Но если и экфраза, и стилизация в поздней поэтике Иванова - исключение, то Петербург навсегда останется особым локусом в его поэтическом мире. Но это уже другой Петербург, другой Иванов и другая тема.

 

1997



[1] Статья была написана для сборника «Натура и культура. Славянский мир», М., 1997 - отсюда некоторое злоупотребление этими понятиями в тексте.

[2] М.Кузмин, «Письмо в Пекин» - в кн.: М.Кузмин, «Условности» - Томск, 1996, с. 143.

[3] Добросовестность требует предположить нечто подобное даже для первого сборника Иванова («Отплытье на о. Цитеру», 1912), который на современный слух по-северянински безвкусен, но лишен вызывающей характерности образца. Читатели начала ХХ века судили иначе; ср. в рецензии Гумилёва: «Почти физическое чувство довольства... Безусловный вкус даже в самых смелых попытках...»

[4] Ницшеанское происхождение такой модели мира не комментируем как очевидное.

[5] Ср. вскользь брошенную фразу: «Для Г. Иванова с самого начала его творческого пути идея создания композиционно целостного сборника была основной :при формировании книги» (Г.Мосешвили, Комментарии - в кн.: Г. Иванов, Собр. соч. в 3-х тт., т.1, М., 1994, с. 595)

[6] Удержимся от соблазна проследить тему «глухой музыки» через всё творчество Иванова.

[7] Ср. в предыдущем стихотворении: «Нагие ветки средь лимонной мглы...»

[8] Ср. в предыдущем стихотворении: «Я ненавижу полумглу сырую / Осенних чувств, и бред гоню, как сон...»

[9] Ср.: «Фальшивит нежно...»

[10] Облака соотносятся в предыдущем стихотворении с пейзажем, то ли навеянным музыкой, то ли изображённым на шкатулке-полифоне: «У озера, где, вод не колыхая, / Скользят стада бездушных лебедей».

[11] Характерна подмена внутреннего («не вспоминаю») внешним («наливаю»).

[12] Ср. у Белого: «У склона воздушных небес / Протянута шкура гепарда» («Поёт облетающий лес...», 1902), «Прозябли чахлою травой / Многогребенчатые скаты. / Над ними облак дымовой / Ворча, встаёт, как дед косматый» («На скате», 1906).
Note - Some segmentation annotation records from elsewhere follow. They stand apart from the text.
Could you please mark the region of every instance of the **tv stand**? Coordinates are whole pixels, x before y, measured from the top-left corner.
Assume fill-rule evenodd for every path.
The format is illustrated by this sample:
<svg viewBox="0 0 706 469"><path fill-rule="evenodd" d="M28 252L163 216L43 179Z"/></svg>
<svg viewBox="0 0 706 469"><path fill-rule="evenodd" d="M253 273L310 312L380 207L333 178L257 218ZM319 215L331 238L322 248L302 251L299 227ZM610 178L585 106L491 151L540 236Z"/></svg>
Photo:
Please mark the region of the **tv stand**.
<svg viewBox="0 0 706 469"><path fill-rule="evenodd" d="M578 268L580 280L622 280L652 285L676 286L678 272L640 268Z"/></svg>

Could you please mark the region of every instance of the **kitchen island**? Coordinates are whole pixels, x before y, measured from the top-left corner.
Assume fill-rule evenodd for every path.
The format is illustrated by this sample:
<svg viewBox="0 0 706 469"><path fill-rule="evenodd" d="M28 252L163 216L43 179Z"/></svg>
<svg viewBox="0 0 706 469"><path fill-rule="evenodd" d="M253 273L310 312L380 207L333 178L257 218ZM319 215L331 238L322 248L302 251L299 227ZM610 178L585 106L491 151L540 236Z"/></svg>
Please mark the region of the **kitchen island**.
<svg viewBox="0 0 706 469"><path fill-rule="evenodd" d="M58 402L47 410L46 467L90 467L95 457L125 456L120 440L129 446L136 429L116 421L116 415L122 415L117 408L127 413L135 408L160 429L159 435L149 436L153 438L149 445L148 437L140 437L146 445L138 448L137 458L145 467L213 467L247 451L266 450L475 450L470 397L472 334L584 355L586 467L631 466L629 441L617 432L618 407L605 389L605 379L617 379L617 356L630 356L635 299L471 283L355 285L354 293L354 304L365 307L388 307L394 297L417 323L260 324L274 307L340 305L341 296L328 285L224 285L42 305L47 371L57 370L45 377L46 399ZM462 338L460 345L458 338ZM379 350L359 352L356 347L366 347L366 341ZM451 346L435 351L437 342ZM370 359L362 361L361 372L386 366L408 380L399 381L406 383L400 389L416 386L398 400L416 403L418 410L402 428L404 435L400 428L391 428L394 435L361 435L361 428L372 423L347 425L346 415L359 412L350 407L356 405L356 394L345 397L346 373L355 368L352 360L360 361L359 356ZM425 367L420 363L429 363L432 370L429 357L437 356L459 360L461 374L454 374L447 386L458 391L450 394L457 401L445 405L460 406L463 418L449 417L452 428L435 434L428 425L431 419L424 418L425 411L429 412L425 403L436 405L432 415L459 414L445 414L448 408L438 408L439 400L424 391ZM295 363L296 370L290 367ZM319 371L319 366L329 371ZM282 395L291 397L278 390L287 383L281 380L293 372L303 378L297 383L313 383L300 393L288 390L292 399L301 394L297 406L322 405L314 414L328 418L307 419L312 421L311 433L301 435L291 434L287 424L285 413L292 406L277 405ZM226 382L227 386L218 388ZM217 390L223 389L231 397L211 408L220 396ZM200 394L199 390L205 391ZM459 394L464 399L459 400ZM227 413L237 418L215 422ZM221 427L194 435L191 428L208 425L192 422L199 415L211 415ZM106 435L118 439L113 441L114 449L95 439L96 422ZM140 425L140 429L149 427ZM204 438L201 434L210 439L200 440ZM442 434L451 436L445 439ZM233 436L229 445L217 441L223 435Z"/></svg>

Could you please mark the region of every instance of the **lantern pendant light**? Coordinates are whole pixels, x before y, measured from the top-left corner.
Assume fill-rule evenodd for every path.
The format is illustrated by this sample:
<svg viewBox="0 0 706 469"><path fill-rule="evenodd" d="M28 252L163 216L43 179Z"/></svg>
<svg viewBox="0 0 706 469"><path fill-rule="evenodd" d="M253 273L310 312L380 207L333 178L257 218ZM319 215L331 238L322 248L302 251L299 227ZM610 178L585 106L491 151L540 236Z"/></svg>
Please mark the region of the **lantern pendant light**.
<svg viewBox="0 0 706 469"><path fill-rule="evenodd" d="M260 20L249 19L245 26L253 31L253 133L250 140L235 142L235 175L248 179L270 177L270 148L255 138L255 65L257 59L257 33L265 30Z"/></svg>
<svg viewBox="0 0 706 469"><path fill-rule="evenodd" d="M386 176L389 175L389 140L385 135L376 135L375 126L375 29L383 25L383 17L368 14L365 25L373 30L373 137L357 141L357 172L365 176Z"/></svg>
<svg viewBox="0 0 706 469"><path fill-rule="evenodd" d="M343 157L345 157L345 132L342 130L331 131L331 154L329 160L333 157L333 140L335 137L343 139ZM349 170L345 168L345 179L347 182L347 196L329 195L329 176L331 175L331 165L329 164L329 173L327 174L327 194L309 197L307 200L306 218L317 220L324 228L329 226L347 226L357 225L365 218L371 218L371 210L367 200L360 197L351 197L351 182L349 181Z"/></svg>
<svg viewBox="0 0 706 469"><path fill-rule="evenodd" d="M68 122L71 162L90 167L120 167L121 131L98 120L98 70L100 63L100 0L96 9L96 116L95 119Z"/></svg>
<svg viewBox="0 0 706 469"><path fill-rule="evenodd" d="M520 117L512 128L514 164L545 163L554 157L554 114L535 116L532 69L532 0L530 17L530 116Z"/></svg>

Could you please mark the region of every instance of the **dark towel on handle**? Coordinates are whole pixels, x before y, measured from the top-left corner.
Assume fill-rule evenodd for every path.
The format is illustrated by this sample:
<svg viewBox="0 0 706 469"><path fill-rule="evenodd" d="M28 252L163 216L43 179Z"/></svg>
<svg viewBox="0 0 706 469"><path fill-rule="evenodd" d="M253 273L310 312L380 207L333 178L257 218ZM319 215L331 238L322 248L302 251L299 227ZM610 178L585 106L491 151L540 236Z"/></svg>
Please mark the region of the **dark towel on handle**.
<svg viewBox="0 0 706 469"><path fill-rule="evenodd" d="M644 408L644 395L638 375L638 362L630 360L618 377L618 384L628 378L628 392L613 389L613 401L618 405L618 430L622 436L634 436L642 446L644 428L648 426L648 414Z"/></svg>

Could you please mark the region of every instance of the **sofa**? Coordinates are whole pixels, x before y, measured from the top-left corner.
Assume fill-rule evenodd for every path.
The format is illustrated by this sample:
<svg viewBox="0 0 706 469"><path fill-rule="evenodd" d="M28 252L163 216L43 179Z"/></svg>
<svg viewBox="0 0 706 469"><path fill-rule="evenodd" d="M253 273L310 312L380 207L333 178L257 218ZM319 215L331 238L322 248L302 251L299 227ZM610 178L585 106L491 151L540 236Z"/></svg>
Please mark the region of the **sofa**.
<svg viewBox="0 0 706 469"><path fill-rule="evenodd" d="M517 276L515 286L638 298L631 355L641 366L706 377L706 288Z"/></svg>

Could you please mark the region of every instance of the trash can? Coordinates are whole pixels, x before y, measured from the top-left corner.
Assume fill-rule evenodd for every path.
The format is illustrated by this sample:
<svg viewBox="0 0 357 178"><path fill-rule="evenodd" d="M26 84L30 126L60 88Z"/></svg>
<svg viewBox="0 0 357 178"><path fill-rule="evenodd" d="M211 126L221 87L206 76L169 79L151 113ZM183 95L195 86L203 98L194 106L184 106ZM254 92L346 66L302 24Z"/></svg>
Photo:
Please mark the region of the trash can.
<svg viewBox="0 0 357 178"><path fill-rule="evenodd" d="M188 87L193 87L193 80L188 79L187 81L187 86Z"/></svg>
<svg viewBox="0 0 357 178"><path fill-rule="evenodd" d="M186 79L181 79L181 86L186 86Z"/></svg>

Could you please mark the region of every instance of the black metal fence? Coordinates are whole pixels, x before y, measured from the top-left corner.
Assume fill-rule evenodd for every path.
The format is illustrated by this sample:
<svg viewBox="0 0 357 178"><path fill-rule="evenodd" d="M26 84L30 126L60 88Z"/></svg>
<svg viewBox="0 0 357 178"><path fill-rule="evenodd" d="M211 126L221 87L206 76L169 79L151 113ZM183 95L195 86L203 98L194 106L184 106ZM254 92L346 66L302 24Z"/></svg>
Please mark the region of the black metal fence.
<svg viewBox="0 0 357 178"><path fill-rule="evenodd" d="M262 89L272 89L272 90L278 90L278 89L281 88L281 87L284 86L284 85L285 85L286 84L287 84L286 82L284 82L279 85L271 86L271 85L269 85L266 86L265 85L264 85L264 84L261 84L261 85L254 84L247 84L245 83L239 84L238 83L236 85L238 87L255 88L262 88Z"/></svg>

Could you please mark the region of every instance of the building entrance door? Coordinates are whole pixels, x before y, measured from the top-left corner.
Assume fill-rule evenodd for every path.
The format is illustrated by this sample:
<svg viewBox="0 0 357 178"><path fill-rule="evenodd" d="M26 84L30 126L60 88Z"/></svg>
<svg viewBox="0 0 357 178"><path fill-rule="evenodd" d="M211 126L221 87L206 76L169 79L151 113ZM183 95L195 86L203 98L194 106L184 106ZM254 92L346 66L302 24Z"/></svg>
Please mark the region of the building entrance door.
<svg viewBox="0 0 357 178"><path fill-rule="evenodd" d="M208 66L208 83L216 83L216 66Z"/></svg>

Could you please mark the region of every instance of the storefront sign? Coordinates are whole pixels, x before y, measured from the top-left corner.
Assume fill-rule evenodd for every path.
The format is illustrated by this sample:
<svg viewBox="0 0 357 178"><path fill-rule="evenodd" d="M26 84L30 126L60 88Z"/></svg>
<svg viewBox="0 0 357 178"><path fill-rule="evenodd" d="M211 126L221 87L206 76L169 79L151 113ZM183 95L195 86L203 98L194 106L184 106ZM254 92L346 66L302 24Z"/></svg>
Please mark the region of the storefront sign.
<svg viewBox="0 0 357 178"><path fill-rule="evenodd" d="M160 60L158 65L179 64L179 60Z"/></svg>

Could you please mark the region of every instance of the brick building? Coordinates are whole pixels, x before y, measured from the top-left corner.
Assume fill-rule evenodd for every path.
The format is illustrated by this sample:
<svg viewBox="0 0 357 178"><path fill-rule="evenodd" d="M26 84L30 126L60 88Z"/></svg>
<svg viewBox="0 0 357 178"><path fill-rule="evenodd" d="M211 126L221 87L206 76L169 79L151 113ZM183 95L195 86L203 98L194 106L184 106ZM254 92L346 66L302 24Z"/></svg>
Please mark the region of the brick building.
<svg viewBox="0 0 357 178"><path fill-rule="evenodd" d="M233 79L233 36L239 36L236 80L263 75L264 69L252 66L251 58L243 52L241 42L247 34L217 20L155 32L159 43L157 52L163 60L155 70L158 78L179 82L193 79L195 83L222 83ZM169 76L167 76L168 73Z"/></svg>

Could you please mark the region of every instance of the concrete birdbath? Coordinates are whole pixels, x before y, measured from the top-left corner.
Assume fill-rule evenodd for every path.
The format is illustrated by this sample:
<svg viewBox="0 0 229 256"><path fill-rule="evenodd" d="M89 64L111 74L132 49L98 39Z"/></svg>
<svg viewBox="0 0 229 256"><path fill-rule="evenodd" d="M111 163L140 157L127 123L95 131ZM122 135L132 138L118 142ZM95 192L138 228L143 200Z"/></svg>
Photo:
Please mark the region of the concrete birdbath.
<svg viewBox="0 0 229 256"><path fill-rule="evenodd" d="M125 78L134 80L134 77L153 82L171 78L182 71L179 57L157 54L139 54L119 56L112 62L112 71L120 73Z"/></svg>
От его же ритмических штудий - эффектное сочетание полноударных строк с облегчёнными.

[13] NB!

[14] Такого, какое изображает одноимённая - упомянутая у Иванова в позднем стих. «Потеряв даже в прошлое веру...» - картина Ватто.

[15] О семантике этого метра см.: М.Л.Гаспаров, «Метр и смысл», 1999, с. 88 след., особенно с. 92.

[16] «Уличный подросток» - сонет с кодой. Кода, будучи нарушением (дозволенным) сонетной формы, как раз и разрушает спокойное описание пугающей концовкой.

[17] Голубок и сонник отсылают к «мещанским» стилизациям.

[18] В стихотворении «О, празднество на берегу , в виду искусственного моря...» находим даже своего рода «обнажение приёма»: Иванов изображает (1) акварель крепостного живописца, который изображает (2) развлечения русских дворян, которые изображают (3) празднества с картин Ватто, который изображал (4) развлечения французских аристократов - изображение в четвёртой степени!